There are two things I would like to prove.
- DLO – Dense linear order is complete, that means that when $\psi$ is a sentence of the language $\{<\}$ then $DLO\vDash\psi$ or $DLO\vDash\neg\psi$
- When $S$ is recurisvely enumerable and a complete set of axioms then $M:=\{\phi: S\vDash\phi\}$ is recursiv (i.e decidable=computable)
For 1. I do not have an idea. For 2. I use the fact that $M$ is recursively enumerable. Then I would like to argue (using the Church-Turing thesis) that in the case of complete theories the complement of $M$ is also recursively enumerable. Then I want to use the theorem that a set is recurisv if and only if the set and its complement are recursively enumerable.
Best Answer
DLO is not complete: The intervals $[0,1]$, $(0,1)$, $[0,1)$, and $(0,1]$ are all models of this theory and are not elementarily equivalent. On the other hand, these $4$ theories are the only possibilities:
It is a well-known theorem of Cantor that all countable models of DLO without end-points are isomorphic. This is typically proved using the back-and-forth technique. With this, it follows that if to DLO you add the sentence that says that there are no end-points, then you get a complete theory (using Lowenheim-Skolem, for example. One can think of this as a particular case of the fact that if $T$ is a countable theory that is $\kappa$-categorical for some infinite $\kappa$, and $T$ has no finite models, then $T$ is complete).
You can similarly see that the other three extensions of DLO (adding both endpoints, or only one) are complete. For example, any countable model of DLO+ "There are endpoints" looks like $\bullet+\mathbb Q+\bullet$, so any two countable models are isomorphic.

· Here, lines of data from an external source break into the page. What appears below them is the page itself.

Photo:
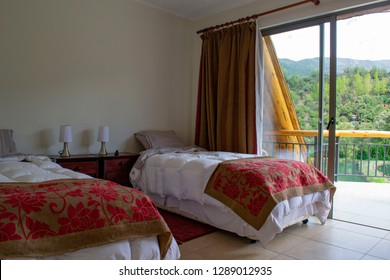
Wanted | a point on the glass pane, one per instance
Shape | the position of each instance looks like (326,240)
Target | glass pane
(298,53)
(363,100)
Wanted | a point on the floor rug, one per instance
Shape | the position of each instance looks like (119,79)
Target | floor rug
(185,229)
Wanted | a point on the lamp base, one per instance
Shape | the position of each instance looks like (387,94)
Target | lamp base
(65,151)
(103,151)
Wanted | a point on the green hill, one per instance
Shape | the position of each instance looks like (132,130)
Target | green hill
(306,67)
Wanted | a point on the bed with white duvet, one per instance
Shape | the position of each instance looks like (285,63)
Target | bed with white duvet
(176,178)
(40,171)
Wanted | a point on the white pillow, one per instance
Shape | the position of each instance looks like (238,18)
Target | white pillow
(7,144)
(154,139)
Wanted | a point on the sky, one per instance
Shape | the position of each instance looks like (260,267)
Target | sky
(364,37)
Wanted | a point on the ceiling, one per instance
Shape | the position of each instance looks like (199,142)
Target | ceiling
(195,9)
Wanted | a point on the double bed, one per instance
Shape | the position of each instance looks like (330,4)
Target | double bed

As for question 2, you have an algorithm for enumerating $S$. Using it, you can easily enumerate all consequences of $S$. The point is that if $\phi$ is provable from $S$, then for some $n$, $\phi$ is provable from the first $n$ axioms of $S$ with a proof that uses at most $n$ steps. Since $S$ is complete, eventually either $\phi$ or $\lnot\phi$ will appear listed this way. So you have a way of deciding whether $\phi$ is provable from $S$ or not (just wait until one of $\phi,\lnot\phi$ appears in your list of consequences). I agree this is a highly inefficient algorithm in practice.